Abb. 1: Umsatz- und Nettogewinn IBM
Aus dem Begleittext – 178 Worte – lässt sich herauslesen, dass die Einheit wohl Mio. US$ ist. Diese Art der Präsentation von Unternehmensnachrichten ist Standard, wie ich schon gezeigt habe. Es folgt jedoch eine Tabelle von 46 Zeilen, die Umsatz und Gewinn nach Quartalen seit dem Jahr 2000 aufführt. Hallo? Wenn ich meinen Lesern doch schon Zahlenmaterial anbiete und mit einem Diagramm beginne, dann bitte doch auch alle Daten visualisieren.

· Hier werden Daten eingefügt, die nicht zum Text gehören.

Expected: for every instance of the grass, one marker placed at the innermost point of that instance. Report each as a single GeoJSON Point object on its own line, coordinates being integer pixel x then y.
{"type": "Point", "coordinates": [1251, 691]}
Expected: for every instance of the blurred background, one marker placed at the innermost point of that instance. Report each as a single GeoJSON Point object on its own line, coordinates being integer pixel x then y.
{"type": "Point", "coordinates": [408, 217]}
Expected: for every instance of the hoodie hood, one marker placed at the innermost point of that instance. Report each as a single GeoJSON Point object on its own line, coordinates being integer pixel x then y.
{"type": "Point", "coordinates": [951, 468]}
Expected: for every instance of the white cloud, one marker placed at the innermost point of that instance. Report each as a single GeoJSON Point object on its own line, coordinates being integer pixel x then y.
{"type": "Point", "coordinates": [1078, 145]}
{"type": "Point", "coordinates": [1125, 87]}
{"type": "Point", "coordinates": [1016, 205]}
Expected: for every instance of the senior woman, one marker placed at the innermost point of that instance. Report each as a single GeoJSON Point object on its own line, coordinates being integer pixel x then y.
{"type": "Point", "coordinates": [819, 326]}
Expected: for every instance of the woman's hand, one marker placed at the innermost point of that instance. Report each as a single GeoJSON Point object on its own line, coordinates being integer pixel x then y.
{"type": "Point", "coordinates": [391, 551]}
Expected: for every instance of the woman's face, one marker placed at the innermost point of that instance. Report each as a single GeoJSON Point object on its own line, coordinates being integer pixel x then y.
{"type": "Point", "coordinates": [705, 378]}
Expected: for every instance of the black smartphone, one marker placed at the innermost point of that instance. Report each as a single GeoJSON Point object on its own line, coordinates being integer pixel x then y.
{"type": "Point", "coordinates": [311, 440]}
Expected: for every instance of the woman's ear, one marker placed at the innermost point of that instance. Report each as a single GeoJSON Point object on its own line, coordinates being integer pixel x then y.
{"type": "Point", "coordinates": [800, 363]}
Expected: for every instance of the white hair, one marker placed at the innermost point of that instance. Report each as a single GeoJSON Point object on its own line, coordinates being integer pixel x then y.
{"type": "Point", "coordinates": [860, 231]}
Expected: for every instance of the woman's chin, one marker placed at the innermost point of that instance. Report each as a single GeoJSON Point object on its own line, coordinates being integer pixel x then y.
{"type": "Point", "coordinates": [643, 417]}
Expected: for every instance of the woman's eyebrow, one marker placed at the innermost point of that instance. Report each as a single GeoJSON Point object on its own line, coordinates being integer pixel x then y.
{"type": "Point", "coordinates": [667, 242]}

Also setzte ich mich dran und begann die Daten der Tabelle über ein Diagramm darzustellen. Je intensiver ich mich mit dem Datenmaterial auseinander setzte, desto schwieriger wurde es. Ich habe lange mit mir gehadert. Letztlich entschied ich mich für eine geteilte Darstellung: zunächst Jahres- und Halbjahresdurchschnitte nach Quartalen; anschließend für die jüngere Vergangenheit die echten Quartalszahlen. 44 Quartale erschienen mir einfach zu viel. Dabei nutze ich die Möglichkeit Jahres-, Halbjahresdurchschnitte und Quartale unterschiedlich breit abzubilden:
Abb. 2: IBM hat die Umsatzrendite seit 2002 um 62% erhöht
Die Prognosewerte für die letzten beiden Quartale des Jahres 2011 habe ich „geschätzt“. Erstaunlich, wie bei IBM jedes Jahr wieder das „Dezemberfieber“ ausbricht.
Mehr der Vollständigkeit halber fügte ich die Umsatzrendite hinzu und war baff erstaunt, wie gut sich diese entwickelt hatte.
Nun musste das Bild abgerundet werden! Also setzte ich mich hin und durchforstete die Jahresberichte von IBM nach Mitarbeiterzahlen und Dividendenzahlungen, um diese zu visualisieren:
Abb. 3: IBM zahlt mehr als die dreifache Dividende, mit nur 35% mehr Mitarbeitern
Es wird schnell deutlich: IBM ist tatsächlich sehr profitabel! Eine um 62% gestiegene Umsatzrendite bei gleichzeitigem Anstieg der Belegschaft um nur 35% und einer Verdreifachung der Dividende.
Herr Palmisano – seit 2003 Chairman bei IBM – hat den shareholder-value wohl sehr genau vor Augen!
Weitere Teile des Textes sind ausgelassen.